In un’intervista alla stampa del mese scorso l’ex cancelliere tedesco Gerhard Schroeder ha sostenuto che gli USA e avevano costretto Kiev a rifiutare la pace con Mosca.
Secondo la ricostruzione più citata, fu Boris Johnson, volato improvvisamente nella capitale ucraina nel marzo 2022 (cioè, a pochi giorni dallo scoppio del conflitto), che fece saltare i piani di pace.
Putin mostrò una bozza degli accordi, che era stata praticamente firmata, ad un gruppo di leader africani in visita a San Pietroburgo la scorsa estate. Tra i termini concordati, si segnalavano la neutralità e la sicurezza dell’Ucraina.
Secondo Putin, la delegazione ucraina aveva firmato un documento intitolato «Trattato di neutralità permanente e garanzie di sicurezza per l’Ucraina». La bozza stabiliva che l’Ucraina deve sancire la «neutralità permanente» nella sua Costituzione. Russia, Stati Uniti, Gran Bretagna, Cina e Francia sono elencati come garanti.
Un addendum alla bozza, mostrato sempre da Putin, delineava sia le proposte russe che quelle ucraine riguardanti le dimensioni dell’esercito permanente ucraino in tempo di pace, così come il suo equipaggiamento.

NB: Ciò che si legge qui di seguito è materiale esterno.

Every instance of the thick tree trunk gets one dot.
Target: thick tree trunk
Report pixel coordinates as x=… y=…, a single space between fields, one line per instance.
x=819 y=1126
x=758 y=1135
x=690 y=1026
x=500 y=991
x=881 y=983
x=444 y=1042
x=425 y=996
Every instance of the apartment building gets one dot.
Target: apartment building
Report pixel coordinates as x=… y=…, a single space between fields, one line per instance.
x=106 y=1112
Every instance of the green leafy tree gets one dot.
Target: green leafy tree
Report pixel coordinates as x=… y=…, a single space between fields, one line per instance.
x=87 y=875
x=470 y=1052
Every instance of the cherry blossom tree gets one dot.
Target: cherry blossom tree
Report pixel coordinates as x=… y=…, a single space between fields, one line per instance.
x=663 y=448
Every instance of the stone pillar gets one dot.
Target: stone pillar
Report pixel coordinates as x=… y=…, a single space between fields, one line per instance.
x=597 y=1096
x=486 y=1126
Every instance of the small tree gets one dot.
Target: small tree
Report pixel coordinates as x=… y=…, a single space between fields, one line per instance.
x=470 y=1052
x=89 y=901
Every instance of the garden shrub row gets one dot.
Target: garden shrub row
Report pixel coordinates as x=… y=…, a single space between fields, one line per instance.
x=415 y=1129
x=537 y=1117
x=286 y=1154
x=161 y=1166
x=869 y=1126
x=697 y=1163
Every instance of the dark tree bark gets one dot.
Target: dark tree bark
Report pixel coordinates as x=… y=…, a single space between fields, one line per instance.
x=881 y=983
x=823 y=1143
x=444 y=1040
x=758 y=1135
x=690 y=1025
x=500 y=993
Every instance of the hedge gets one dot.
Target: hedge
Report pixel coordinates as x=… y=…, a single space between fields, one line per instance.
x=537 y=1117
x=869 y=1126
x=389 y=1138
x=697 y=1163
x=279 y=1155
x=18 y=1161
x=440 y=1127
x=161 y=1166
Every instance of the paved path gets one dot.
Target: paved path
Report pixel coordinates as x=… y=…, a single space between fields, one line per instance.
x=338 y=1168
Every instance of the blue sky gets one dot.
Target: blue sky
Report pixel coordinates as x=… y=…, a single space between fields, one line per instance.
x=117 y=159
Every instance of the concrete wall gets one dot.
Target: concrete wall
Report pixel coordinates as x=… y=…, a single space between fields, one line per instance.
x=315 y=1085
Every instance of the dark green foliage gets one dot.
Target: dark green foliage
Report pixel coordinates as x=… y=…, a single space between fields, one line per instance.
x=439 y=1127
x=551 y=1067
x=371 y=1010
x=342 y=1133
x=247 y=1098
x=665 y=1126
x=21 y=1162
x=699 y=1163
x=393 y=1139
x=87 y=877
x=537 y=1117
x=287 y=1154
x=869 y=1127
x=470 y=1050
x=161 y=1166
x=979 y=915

Mosca aveva proposto di limitare il numero del personale militare a 85.000 e il numero dei membri della Guardia Nazionale a 15.000. Kiev, nel frattempo, aveva proposto che le sue forze armate abbiano fino a 250.000 soldati.
Ciò avvenne quando, in segno di pace, Mosca ritirò la colonna di 60 chilometri di carrarmati che dirigeva verso Kiev – un episodio dell’inizio della guerra, che pareva potesse chiuderla subito con l’immediata conquista della capitale ucraina da parte dei russi, un episodio in realtà dimenticato da tutti, forse perché inebriati dalla martellante campagna di menzogne sulle imprese delle forze ucraine operata dai media occidentali.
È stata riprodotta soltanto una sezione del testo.